Luiz Rocha a grandi à proximité de la mer, au Brésil, et a commencé la plongée à l’adolescence, avide de découvrir les mystères de l’océan. «A l’âge de cinq ou six ans, j’ai décidé de devenir biologiste. J’ai toujours aspiré à partir au large pour admirer la vie marine». Il y a vingt ans, il a commencé à plonger à de grandes profondeurs, maîtrisant les techniques poussées propres à ce type de plongée. Il a maintenant passé plus de 6’000 heures dans les fonds sous-marins et entrepris plus de 70 expéditions scientifiques, dont il a dirigé la moitié. Rien ne le fascine plus que l’exploration des océans.
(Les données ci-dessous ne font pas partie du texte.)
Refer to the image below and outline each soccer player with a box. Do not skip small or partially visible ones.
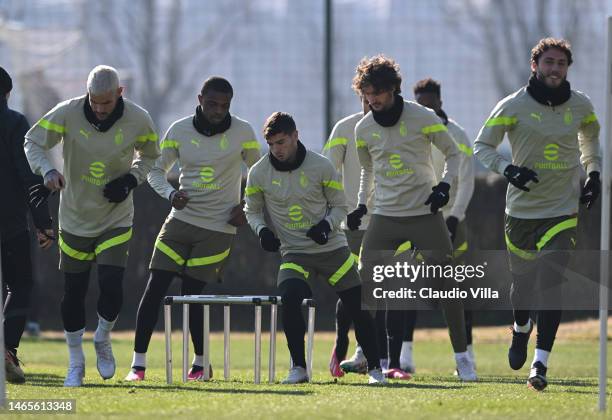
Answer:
[400,78,476,373]
[245,112,385,384]
[25,66,160,387]
[0,67,55,383]
[341,55,477,381]
[474,38,601,391]
[322,98,371,377]
[125,77,260,381]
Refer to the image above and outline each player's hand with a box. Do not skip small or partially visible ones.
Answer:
[346,204,368,230]
[504,165,540,191]
[170,190,190,210]
[28,184,51,208]
[425,182,450,214]
[306,219,331,245]
[259,228,280,252]
[36,229,55,249]
[102,173,138,203]
[580,171,601,209]
[227,200,247,227]
[44,169,66,191]
[446,216,459,243]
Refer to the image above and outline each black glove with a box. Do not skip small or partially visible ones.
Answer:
[446,216,459,243]
[580,171,601,209]
[425,182,450,214]
[103,173,138,203]
[28,184,51,208]
[259,228,280,252]
[30,206,55,231]
[306,219,331,245]
[504,165,540,191]
[346,204,368,230]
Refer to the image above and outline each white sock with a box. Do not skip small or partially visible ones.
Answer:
[64,328,85,366]
[400,341,414,366]
[455,351,472,361]
[514,319,531,333]
[380,359,389,370]
[468,344,474,361]
[531,348,550,367]
[132,352,147,368]
[94,314,117,342]
[191,354,204,367]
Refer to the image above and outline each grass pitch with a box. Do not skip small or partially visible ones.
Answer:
[8,321,612,420]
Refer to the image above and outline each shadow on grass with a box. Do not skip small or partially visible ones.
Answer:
[27,373,314,396]
[478,375,597,387]
[330,381,464,390]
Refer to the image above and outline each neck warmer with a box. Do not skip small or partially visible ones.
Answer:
[193,105,232,137]
[436,108,448,125]
[83,94,124,133]
[370,95,404,127]
[268,140,306,172]
[527,75,572,106]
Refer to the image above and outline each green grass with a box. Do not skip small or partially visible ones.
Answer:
[8,331,612,419]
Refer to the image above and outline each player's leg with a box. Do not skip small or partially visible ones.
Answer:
[94,227,132,379]
[278,266,312,384]
[2,231,33,383]
[59,231,96,387]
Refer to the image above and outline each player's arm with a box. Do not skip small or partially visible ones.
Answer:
[321,162,348,230]
[130,114,161,184]
[578,101,601,209]
[448,130,474,220]
[241,126,261,168]
[23,104,66,191]
[321,125,353,172]
[474,103,518,174]
[421,116,461,185]
[147,129,181,202]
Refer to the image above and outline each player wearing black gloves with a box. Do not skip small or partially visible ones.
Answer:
[474,38,601,390]
[245,112,385,384]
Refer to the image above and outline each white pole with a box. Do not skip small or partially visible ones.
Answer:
[599,16,612,411]
[0,238,6,408]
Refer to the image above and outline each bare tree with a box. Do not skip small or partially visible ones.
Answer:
[82,0,249,121]
[442,0,603,96]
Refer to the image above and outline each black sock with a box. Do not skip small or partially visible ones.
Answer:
[338,286,380,370]
[336,299,352,361]
[134,270,175,353]
[279,278,312,368]
[181,275,206,356]
[98,265,125,321]
[61,270,89,332]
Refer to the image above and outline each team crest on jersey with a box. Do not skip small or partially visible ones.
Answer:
[300,171,308,188]
[400,121,408,137]
[79,128,91,140]
[115,128,123,146]
[219,134,229,150]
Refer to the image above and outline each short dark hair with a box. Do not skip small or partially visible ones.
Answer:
[263,112,297,140]
[0,67,13,95]
[531,37,573,67]
[412,77,441,98]
[353,54,402,93]
[200,76,234,96]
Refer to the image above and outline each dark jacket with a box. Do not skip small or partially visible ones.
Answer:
[0,98,51,241]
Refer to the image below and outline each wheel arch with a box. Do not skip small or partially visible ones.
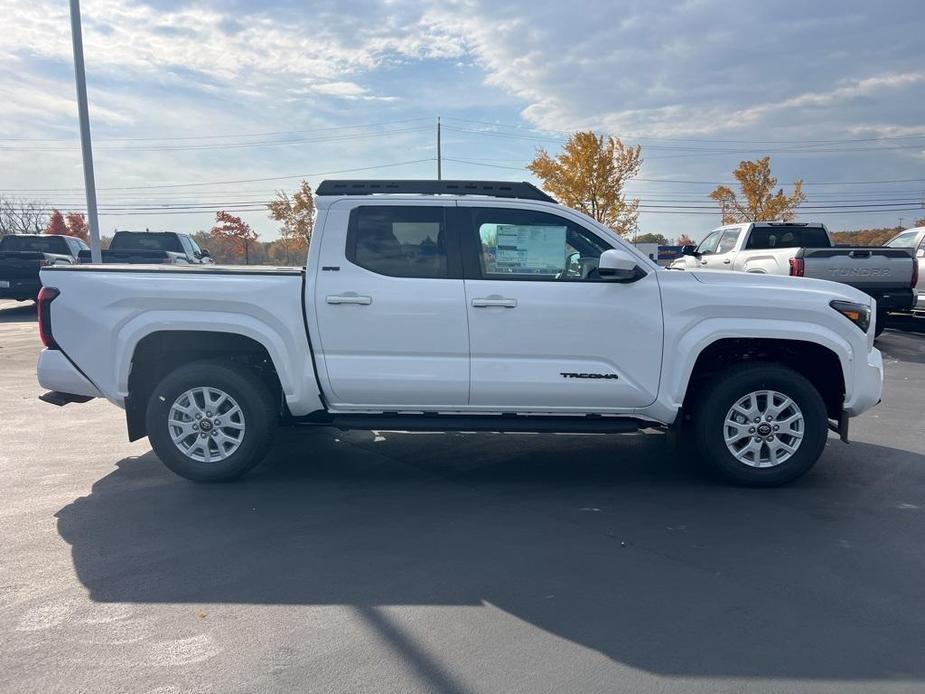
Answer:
[125,330,288,441]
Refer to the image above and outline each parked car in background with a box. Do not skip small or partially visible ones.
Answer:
[38,181,883,486]
[669,222,918,335]
[0,234,89,301]
[883,227,925,311]
[80,231,212,265]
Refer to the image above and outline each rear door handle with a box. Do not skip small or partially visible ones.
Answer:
[472,296,517,308]
[327,294,373,306]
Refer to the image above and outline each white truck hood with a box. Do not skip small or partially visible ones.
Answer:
[684,270,872,306]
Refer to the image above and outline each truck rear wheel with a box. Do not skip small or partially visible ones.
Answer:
[692,363,828,487]
[146,360,278,482]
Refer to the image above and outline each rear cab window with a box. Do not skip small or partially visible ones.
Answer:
[109,231,184,253]
[346,205,458,279]
[745,224,832,251]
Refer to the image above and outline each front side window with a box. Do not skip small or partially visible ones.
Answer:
[716,229,740,253]
[347,205,448,278]
[470,208,611,280]
[697,229,723,255]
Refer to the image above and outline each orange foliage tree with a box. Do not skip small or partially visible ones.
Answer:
[710,156,806,224]
[65,212,90,243]
[209,210,257,264]
[45,210,68,236]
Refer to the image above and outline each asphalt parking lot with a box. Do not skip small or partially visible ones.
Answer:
[0,302,925,694]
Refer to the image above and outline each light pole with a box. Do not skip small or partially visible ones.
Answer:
[71,0,102,263]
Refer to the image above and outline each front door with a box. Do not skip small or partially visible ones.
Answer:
[311,201,469,410]
[459,202,662,412]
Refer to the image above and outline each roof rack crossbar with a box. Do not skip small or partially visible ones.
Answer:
[315,179,556,202]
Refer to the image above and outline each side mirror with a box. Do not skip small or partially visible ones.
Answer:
[597,248,646,282]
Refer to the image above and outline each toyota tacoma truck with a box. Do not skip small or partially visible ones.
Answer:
[38,181,882,486]
[671,222,918,335]
[0,234,89,301]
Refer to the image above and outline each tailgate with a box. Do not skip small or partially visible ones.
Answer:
[797,248,915,290]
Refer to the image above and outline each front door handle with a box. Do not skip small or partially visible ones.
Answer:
[327,292,373,306]
[472,296,517,308]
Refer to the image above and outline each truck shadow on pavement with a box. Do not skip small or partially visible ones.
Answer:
[57,430,925,690]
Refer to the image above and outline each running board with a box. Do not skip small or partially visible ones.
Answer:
[295,413,652,434]
[39,390,93,407]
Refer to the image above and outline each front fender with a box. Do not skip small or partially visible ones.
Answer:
[659,317,856,416]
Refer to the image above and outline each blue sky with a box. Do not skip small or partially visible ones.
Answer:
[0,0,925,243]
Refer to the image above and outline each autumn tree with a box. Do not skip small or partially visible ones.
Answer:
[45,210,68,236]
[267,180,315,253]
[710,156,806,224]
[527,132,642,234]
[64,212,90,243]
[209,210,257,265]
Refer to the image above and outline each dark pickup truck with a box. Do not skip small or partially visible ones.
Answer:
[0,234,90,301]
[80,231,212,265]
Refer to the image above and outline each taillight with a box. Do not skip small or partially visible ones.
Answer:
[36,287,61,349]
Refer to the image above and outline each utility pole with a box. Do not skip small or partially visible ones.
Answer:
[437,116,443,181]
[71,0,102,263]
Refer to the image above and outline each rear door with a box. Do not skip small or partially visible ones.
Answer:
[459,201,662,412]
[311,200,469,410]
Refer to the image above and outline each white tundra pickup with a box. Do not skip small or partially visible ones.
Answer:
[38,181,882,486]
[670,222,917,335]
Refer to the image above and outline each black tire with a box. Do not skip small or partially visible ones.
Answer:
[146,360,279,482]
[691,363,828,487]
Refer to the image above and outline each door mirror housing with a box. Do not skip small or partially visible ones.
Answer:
[597,248,646,282]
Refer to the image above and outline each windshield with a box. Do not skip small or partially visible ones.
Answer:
[883,230,919,248]
[109,231,183,253]
[0,234,68,255]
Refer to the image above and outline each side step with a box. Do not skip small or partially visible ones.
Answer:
[39,390,93,407]
[296,413,652,434]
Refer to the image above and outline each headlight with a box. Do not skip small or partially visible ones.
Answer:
[829,301,870,333]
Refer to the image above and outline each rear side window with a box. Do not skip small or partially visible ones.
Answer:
[745,224,832,250]
[346,205,449,279]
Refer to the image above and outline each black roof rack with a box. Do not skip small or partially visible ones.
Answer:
[315,180,556,202]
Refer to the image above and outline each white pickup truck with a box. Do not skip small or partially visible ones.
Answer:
[38,181,882,486]
[669,222,918,335]
[883,227,925,311]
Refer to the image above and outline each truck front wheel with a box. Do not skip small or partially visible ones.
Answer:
[691,363,828,487]
[146,360,278,482]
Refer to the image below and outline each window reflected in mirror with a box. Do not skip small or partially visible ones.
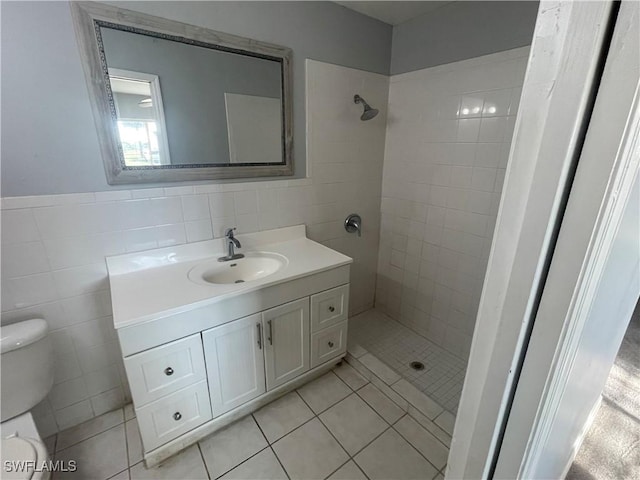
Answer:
[109,68,171,167]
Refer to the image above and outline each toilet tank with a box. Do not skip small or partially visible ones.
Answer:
[0,318,53,422]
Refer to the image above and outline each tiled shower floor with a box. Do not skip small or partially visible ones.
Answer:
[348,309,467,414]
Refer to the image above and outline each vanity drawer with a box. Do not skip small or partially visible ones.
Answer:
[136,381,211,452]
[311,285,349,333]
[124,333,206,406]
[311,322,347,368]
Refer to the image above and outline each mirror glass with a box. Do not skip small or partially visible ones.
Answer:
[100,27,284,167]
[71,2,293,184]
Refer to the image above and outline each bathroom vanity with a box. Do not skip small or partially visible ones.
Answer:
[107,225,352,466]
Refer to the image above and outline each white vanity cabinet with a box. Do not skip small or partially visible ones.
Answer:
[202,313,266,416]
[107,226,351,466]
[202,297,310,417]
[262,298,309,390]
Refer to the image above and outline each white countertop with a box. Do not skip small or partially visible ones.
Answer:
[106,225,353,328]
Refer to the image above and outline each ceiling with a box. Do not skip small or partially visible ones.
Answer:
[335,0,452,25]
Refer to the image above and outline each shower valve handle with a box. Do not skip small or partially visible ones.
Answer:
[344,213,362,237]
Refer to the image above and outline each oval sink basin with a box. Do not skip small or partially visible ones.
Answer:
[189,252,289,285]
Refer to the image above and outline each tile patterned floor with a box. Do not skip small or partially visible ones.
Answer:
[349,309,467,414]
[46,362,452,480]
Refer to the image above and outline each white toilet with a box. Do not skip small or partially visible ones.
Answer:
[0,318,53,480]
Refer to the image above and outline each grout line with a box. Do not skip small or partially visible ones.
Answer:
[391,413,449,478]
[268,445,291,480]
[55,407,127,453]
[196,442,212,480]
[324,458,355,479]
[122,407,131,468]
[107,462,131,480]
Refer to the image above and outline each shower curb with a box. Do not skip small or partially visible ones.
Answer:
[345,345,455,448]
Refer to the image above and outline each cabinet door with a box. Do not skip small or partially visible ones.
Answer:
[262,298,309,390]
[202,313,265,417]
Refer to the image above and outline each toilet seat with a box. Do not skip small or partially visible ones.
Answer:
[2,437,50,480]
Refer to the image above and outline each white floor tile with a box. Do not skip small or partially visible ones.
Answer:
[349,309,467,413]
[319,393,389,455]
[298,372,351,414]
[200,415,269,478]
[55,424,128,480]
[358,384,405,423]
[220,448,287,480]
[354,429,438,480]
[56,408,124,450]
[273,418,349,480]
[434,412,456,435]
[393,415,449,470]
[125,418,143,466]
[391,379,444,419]
[253,392,313,443]
[358,353,402,385]
[347,343,369,358]
[130,445,209,480]
[333,361,368,390]
[407,406,451,448]
[327,460,367,480]
[109,470,130,480]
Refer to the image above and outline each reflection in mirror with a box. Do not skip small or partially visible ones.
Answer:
[224,93,282,163]
[100,26,283,166]
[72,2,293,183]
[109,68,171,167]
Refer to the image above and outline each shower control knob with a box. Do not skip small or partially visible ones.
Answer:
[344,213,362,237]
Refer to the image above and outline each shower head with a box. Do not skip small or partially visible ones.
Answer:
[353,95,378,121]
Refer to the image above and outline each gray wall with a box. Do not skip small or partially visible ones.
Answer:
[101,28,282,165]
[113,92,156,120]
[0,1,392,196]
[391,1,538,75]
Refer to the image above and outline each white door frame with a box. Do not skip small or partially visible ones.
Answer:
[495,1,640,478]
[447,1,613,478]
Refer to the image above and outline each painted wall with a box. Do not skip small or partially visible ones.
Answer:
[101,28,282,165]
[376,47,529,359]
[0,1,391,196]
[0,61,389,436]
[391,1,538,75]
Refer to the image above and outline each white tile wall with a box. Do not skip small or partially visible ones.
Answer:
[376,47,529,359]
[1,61,389,436]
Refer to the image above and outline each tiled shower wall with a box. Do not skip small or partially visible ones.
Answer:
[376,47,529,359]
[1,61,389,436]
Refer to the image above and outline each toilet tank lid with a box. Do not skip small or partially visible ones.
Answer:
[0,318,49,354]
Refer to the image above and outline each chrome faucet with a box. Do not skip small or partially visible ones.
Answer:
[218,228,244,262]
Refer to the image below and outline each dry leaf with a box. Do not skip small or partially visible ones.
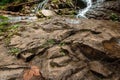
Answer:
[23,66,41,80]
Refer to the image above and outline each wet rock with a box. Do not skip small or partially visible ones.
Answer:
[89,61,112,77]
[7,17,120,80]
[87,0,120,21]
[36,9,56,17]
[103,37,120,58]
[0,64,29,80]
[18,53,35,62]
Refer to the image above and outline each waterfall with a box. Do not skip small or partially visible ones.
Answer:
[35,0,49,12]
[77,0,92,18]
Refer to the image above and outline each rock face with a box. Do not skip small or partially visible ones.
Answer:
[87,0,120,21]
[3,17,120,80]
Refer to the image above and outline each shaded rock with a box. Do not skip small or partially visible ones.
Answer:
[89,61,112,77]
[36,9,56,17]
[7,17,120,80]
[86,0,120,21]
[103,37,120,58]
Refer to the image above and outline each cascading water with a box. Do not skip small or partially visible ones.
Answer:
[77,0,92,18]
[35,0,105,18]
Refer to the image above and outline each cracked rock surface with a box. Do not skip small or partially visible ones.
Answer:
[1,17,120,80]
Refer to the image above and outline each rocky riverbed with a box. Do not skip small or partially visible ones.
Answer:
[0,17,120,80]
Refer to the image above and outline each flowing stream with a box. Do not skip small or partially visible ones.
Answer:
[5,0,104,22]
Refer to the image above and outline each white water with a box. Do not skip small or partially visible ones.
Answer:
[35,0,105,18]
[77,0,92,18]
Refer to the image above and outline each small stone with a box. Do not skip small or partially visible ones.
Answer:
[89,61,112,77]
[19,53,35,62]
[36,10,56,17]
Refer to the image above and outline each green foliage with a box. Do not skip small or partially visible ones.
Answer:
[110,13,120,21]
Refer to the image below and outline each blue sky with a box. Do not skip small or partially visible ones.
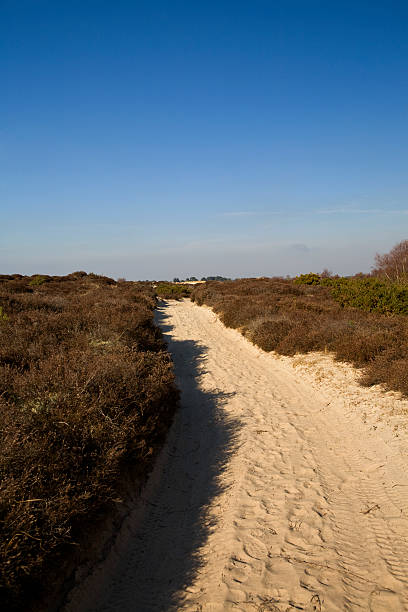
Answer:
[0,0,408,279]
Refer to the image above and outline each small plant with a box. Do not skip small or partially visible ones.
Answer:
[293,272,320,285]
[29,274,47,287]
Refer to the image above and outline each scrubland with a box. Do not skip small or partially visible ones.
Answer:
[192,274,408,396]
[0,273,178,610]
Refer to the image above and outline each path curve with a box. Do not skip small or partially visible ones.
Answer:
[66,300,408,612]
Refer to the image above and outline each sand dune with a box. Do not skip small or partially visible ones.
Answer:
[65,300,408,612]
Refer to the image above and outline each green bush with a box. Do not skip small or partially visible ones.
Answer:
[156,283,191,300]
[293,273,408,314]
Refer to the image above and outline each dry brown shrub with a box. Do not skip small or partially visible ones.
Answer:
[0,273,178,610]
[192,278,408,395]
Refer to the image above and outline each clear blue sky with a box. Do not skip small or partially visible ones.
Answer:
[0,0,408,279]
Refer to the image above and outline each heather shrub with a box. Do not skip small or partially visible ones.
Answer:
[0,273,178,610]
[192,274,408,394]
[156,283,191,300]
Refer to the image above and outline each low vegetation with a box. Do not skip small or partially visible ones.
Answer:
[192,274,408,396]
[0,272,178,610]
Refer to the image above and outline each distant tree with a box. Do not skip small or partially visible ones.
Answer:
[320,268,333,278]
[373,240,408,283]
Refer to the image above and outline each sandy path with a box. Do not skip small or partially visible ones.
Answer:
[66,301,408,612]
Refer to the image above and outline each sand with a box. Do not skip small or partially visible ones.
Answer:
[65,300,408,612]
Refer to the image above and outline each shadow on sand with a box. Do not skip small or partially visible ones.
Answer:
[77,302,240,612]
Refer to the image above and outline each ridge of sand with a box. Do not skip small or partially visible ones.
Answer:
[65,300,408,612]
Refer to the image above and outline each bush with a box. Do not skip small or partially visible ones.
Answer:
[191,274,408,395]
[0,274,178,610]
[156,283,191,300]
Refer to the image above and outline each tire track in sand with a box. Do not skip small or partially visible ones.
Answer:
[62,301,408,612]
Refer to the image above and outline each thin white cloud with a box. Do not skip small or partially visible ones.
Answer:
[315,208,408,215]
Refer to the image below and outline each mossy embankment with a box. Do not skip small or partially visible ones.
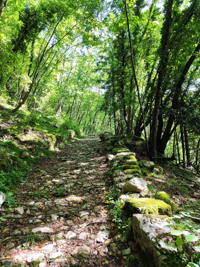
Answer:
[0,105,82,199]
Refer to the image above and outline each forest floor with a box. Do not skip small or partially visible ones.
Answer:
[0,138,138,267]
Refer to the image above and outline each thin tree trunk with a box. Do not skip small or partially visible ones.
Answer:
[180,126,185,168]
[183,126,191,166]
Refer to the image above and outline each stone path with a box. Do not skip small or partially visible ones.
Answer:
[0,138,130,267]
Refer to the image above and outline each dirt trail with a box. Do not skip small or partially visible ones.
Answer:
[0,138,126,267]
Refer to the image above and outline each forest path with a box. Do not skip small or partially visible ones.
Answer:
[0,138,127,267]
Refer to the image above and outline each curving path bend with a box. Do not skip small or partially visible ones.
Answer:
[0,138,130,267]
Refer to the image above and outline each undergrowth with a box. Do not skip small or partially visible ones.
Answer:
[0,104,82,205]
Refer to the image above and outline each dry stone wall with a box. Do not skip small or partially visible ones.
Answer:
[100,133,180,267]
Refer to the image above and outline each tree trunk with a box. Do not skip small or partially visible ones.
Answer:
[180,126,185,168]
[183,126,191,166]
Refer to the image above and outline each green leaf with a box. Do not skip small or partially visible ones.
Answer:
[182,231,191,235]
[176,237,183,247]
[185,235,198,242]
[187,262,199,267]
[193,246,200,252]
[171,230,182,235]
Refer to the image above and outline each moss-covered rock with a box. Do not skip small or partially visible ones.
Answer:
[124,159,138,165]
[154,191,171,204]
[143,161,155,170]
[124,156,137,161]
[112,147,130,155]
[124,168,141,176]
[123,165,140,171]
[123,177,148,193]
[153,166,163,174]
[132,214,177,267]
[125,198,172,216]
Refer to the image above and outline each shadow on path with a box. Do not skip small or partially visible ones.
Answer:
[0,138,133,267]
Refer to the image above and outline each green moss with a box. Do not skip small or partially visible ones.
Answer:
[124,168,141,174]
[126,159,138,166]
[125,198,172,216]
[30,261,41,267]
[123,165,140,172]
[141,168,151,177]
[154,191,171,204]
[112,147,130,154]
[112,165,124,171]
[124,155,137,162]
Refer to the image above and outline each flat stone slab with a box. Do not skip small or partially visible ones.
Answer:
[65,195,83,202]
[132,214,178,267]
[71,246,90,259]
[123,177,148,193]
[125,198,172,216]
[49,251,64,260]
[32,227,53,233]
[27,252,44,262]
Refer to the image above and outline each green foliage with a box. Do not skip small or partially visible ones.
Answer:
[167,212,200,266]
[53,189,66,197]
[26,233,42,245]
[126,255,144,267]
[105,187,130,234]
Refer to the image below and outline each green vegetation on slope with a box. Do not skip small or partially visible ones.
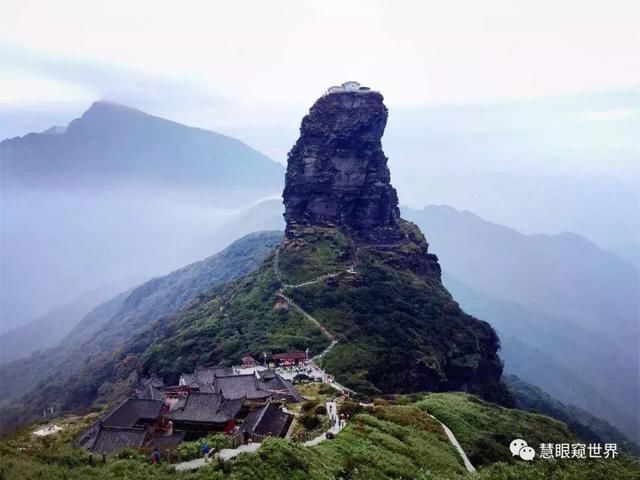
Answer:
[280,222,509,403]
[0,232,282,431]
[278,227,353,285]
[0,393,640,480]
[503,375,640,455]
[138,255,329,380]
[418,393,578,467]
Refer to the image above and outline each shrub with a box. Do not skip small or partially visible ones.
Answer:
[339,401,362,418]
[300,400,320,412]
[300,414,320,431]
[314,405,327,415]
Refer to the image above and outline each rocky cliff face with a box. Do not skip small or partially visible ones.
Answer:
[283,91,402,243]
[279,87,511,404]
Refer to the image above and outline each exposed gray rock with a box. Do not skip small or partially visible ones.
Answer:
[283,91,403,243]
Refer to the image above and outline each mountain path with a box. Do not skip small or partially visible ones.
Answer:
[175,245,476,473]
[273,242,476,473]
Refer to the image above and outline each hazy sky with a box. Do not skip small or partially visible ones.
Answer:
[0,0,640,109]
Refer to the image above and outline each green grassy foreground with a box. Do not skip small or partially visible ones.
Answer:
[0,393,640,480]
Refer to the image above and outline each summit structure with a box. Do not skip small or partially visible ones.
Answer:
[283,82,402,243]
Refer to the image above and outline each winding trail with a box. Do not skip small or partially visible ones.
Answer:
[429,414,476,473]
[175,244,476,474]
[273,248,476,473]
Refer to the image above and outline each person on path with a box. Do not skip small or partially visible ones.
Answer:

Aujourd’hui, Luiz Rocha a le regard tourné vers l’océan Indien, avec son projet visant à explorer, étudier, protéger et révéler les récifs profonds et la multitude d’espèces qu’ils abritent, notamment de poissons. Nombre d’entre eux n’ont jamais été observés et se distinguent par leur apparence spectaculaire.

Alors que les récifs peu profonds, comme ceux de la Grande Barrière de corail en Australie, sont très connus, les écosystèmes coraliens mésophotiques, situées entre 30 et 150 mètres en dessous de la surface de l’océan, demeurent largement inexplorés.

Les récifs coraliens font partie des écosystèmes les plus variés de la planète. Près de 25% des espèces marines dépendent des coraux à un moment de leur cycle de vie. Outre l’exploration des vastes récifs mésophotiques dans l’océan Indien, Luiz Rocha étudiera leur capacité à abriter des coraux de récifs moins profonds, menacés par le réchauffement climatique.

L’exploration des coraux profonds réserve de sérieux défis à Luiz Rocha et à son équipe internationale. Basée aux Maldives, l’équipe de Luiz Rocha s’aventure dans un univers inconnu. La présence d’atolls signale l’existence de récifs mésophotiques - comme le dit Luiz Rocha: «Même si personne ne les a jamais vus, nous savons qu’ils sont là.» La descente dans des récifs profonds est compliquée, nécessitant un équipement d’aspiration avec gaz mixte (dit «recycleur») qui recycle l’air expiré des plongeurs après avoir éliminé le dioxyde de carbone, ce qui leur permet de descendre plus profond. Luiz Rocha est l’un des rares océanographes capables d’effectuer cette plongée technique complexe. La sécurité étant la priorité, une seule plongée par jour est autorisée.

Le projet de Luiz Rocha, qui comprendra trois expéditions sur deux ans en partenariat avec le ministère de la pêche des Maldives, enrichira sensiblement les connaissances sur les espèces vivant dans les récifs, tout en fournissant de précieuses indications sur les conditions et les changements de température sur de longues périodes.

«Depuis déjà plusieurs années, Rolex est consciente de sa responsabilité qui la pousse à contribuer à rendre la planète durable - perpétuelle, explique Arnaud Boetsch, directeur Communication & Image chez Rolex. Plutôt que de s’aventurer dans des territoires inconnus et de découvrir des lieux insolites, la nouvelle génération d’explorateurs s’engage dans la protection de la planète. Les cinq nouveaux lauréats sont des dignes représentants de ces gardiens du futur.» Ils recevront une aide financière pour leurs projets et bénéficieront d’une visibilité mondiale, dont il découle souvent des soutiens supplémentaires.